Silk Types and Varieties
topic
Major silk types: Mulberry silk (Bombyx mori, 90% of production, domesticated silkworm feeding on mulberry leaves—finest, whitest, most uniform, $40-80/kg raw), Tussar/Tasar silk (Antheraea mylitta, wild silkworm on oak/arjun trees—golden-brown color, coarser texture, 8-10% of production, $30-60/kg), Eri silk (Samia ricini, non-violent silk as moths allowed to emerge, castor plant diet—shorter staple requiring spinning, soft, thermal, 5%, $20-40/kg), and Muga silk (Antheraea assamensis, endemic to Assam India, golden yellow, durable, rare, 1%, $80-150/kg).

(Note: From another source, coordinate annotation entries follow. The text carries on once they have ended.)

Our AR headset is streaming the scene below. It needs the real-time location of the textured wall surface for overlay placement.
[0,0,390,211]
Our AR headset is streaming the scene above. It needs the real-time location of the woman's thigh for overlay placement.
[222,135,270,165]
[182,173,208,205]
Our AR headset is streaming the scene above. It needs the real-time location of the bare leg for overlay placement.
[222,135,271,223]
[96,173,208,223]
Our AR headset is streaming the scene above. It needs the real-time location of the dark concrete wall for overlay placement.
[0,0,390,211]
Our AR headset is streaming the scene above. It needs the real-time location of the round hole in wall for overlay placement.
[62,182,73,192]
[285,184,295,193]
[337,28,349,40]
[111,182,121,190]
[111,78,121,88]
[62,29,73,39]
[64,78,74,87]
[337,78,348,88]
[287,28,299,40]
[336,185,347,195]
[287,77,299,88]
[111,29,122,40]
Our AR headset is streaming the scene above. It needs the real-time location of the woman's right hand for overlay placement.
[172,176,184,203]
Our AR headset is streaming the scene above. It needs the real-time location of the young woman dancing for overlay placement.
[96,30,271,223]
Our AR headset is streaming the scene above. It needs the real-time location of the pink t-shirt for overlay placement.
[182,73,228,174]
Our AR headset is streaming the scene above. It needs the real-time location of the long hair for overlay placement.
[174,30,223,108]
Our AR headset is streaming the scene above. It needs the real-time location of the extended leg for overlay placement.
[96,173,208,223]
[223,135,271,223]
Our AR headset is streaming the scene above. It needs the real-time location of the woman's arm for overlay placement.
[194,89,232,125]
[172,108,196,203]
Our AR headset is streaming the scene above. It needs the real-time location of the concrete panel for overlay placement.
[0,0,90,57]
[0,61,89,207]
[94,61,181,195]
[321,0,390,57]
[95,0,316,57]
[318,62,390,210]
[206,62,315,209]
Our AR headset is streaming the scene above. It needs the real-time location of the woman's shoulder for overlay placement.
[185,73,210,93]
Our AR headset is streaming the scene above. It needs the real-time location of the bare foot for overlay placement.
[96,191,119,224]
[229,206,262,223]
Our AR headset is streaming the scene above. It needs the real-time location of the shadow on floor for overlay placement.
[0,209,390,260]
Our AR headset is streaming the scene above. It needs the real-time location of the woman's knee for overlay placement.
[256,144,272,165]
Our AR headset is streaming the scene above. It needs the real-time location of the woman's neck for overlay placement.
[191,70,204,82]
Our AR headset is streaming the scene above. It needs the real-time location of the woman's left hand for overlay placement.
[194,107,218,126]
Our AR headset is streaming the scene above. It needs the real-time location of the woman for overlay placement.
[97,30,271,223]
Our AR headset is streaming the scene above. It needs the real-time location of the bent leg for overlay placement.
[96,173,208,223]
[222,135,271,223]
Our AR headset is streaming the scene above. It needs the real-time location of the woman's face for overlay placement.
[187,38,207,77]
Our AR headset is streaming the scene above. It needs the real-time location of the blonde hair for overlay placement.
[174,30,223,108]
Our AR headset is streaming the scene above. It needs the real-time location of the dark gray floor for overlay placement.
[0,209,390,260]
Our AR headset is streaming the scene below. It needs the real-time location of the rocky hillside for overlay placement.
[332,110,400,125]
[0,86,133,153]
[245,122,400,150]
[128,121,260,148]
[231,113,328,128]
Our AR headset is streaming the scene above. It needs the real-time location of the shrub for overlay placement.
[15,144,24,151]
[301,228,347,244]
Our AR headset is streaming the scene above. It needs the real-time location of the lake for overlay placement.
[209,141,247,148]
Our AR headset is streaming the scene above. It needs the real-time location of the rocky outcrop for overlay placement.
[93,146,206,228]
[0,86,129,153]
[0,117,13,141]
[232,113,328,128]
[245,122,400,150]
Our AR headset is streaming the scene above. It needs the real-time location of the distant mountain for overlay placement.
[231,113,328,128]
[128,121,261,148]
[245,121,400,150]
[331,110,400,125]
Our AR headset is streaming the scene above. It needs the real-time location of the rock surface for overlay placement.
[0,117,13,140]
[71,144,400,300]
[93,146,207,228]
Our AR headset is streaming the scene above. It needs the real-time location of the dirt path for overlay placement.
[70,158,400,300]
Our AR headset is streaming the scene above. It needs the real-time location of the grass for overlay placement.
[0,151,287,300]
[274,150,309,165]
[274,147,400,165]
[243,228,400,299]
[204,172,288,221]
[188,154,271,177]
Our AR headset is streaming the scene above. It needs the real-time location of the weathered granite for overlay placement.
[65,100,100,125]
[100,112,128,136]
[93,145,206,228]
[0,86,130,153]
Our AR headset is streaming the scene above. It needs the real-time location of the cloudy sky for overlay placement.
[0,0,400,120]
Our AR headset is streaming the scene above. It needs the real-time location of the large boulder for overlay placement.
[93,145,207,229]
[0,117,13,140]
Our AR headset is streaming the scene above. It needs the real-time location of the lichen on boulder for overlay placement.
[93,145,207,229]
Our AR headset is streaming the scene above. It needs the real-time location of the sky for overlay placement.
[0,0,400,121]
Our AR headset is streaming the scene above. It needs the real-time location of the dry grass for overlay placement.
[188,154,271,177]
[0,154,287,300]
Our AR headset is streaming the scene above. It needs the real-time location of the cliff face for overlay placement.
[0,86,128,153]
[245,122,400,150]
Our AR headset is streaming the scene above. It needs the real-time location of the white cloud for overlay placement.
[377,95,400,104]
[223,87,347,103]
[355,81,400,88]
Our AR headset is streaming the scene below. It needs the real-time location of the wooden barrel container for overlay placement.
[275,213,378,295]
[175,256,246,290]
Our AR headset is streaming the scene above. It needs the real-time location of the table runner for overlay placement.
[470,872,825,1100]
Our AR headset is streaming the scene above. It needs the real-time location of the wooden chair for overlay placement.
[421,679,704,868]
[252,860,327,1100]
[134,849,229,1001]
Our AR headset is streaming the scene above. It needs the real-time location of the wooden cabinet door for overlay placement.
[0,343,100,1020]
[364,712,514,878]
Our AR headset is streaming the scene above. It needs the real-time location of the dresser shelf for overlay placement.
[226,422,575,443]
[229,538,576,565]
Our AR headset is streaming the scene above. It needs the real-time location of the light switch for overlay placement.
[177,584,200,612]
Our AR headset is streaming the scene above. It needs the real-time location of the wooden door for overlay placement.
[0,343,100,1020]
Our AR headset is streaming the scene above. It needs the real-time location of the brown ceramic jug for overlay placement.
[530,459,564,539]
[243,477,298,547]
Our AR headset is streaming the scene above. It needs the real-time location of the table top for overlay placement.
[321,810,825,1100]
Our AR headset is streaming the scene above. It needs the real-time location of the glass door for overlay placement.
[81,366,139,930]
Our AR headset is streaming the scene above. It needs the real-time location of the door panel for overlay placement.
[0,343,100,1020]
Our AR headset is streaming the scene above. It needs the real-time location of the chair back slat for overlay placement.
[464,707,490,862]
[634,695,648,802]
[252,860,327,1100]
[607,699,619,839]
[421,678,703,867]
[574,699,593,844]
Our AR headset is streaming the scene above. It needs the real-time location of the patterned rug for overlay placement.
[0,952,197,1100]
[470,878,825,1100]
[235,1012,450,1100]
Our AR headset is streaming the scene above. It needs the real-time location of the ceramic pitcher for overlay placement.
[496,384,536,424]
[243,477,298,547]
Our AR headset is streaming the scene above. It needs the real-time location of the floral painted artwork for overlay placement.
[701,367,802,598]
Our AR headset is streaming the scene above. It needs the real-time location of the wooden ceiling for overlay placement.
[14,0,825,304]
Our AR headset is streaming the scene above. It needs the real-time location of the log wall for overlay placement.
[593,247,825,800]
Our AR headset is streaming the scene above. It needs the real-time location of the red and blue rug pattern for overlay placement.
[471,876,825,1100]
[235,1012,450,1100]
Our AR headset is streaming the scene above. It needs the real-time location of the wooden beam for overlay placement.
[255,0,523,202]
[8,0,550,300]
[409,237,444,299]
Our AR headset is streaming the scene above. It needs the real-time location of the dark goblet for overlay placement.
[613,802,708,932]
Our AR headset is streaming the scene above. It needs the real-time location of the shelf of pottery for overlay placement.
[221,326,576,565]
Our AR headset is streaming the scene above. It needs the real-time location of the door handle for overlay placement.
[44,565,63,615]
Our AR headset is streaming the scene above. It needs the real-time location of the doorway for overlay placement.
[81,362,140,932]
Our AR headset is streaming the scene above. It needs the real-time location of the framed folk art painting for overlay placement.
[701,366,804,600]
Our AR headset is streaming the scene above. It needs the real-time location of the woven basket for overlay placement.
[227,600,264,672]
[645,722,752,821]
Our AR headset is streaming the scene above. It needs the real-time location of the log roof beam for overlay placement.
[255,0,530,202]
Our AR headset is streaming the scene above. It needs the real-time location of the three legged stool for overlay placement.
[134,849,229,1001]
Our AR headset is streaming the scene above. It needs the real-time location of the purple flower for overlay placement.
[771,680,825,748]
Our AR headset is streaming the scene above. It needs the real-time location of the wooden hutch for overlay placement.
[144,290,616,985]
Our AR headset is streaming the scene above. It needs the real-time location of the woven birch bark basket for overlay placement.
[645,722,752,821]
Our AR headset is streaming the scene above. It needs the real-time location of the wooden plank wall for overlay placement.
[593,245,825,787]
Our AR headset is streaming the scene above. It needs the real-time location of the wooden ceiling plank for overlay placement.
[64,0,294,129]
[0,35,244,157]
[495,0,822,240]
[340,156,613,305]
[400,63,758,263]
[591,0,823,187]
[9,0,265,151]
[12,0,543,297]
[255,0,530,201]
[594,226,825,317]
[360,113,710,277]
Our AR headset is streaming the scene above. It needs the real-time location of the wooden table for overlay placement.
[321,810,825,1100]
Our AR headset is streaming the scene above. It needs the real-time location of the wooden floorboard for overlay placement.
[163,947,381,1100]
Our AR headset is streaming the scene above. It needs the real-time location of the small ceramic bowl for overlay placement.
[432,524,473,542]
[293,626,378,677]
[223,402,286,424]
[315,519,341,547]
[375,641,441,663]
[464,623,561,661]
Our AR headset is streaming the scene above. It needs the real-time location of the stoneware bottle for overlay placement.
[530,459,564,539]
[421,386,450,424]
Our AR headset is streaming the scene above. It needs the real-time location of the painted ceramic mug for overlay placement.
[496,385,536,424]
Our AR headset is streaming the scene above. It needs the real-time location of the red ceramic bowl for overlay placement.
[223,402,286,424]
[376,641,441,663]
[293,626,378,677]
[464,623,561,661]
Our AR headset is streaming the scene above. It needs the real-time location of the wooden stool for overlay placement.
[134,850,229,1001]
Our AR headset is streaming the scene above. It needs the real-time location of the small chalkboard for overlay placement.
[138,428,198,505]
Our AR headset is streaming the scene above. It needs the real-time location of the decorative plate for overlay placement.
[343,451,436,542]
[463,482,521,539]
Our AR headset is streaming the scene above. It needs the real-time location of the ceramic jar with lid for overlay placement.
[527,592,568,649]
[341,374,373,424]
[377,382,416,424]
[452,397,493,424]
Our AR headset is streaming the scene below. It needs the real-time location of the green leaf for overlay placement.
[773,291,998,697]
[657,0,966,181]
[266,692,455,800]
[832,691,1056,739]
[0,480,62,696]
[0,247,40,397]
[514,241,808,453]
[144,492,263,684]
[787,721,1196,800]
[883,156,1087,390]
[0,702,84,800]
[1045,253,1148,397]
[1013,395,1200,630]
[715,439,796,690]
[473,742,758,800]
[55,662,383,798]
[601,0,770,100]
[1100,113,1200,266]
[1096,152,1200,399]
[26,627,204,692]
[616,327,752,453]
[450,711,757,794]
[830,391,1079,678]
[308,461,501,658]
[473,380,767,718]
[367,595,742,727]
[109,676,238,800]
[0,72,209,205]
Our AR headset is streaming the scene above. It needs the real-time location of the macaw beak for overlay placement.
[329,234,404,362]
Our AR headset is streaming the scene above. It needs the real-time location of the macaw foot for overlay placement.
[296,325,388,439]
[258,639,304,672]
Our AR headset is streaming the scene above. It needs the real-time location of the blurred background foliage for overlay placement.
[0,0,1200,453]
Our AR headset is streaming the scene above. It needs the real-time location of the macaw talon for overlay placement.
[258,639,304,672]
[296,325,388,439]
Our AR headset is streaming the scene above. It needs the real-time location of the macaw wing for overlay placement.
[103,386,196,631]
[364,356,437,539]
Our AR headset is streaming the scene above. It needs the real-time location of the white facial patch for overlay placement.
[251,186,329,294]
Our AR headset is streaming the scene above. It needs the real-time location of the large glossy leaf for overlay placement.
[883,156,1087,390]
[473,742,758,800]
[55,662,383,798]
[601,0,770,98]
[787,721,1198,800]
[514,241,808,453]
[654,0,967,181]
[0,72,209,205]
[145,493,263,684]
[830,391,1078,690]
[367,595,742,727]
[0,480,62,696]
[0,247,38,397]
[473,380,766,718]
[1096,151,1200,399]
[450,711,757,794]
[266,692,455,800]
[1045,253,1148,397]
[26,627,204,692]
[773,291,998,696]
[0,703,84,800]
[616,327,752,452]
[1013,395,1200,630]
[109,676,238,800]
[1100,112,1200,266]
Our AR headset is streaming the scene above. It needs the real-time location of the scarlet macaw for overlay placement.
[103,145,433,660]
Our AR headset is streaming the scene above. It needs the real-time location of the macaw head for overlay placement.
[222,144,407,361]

Spider silk (wild harvest or biosynthetic—extraordinary strength 1.3 GPa, elasticity 30-40%, research stage, $100,000+/kg).
Role
Mulberry silk dominates commercial market due to domestication enabling controlled production, white color for dyeing, and superior fineness (10-13 μm vs. wild silks 20-40 μm), while wild silks serve specialty markets valuing natural colors, texture variety, and cultural heritage, with spider silk representing future biomaterial applications due to exceptional mechanical properties.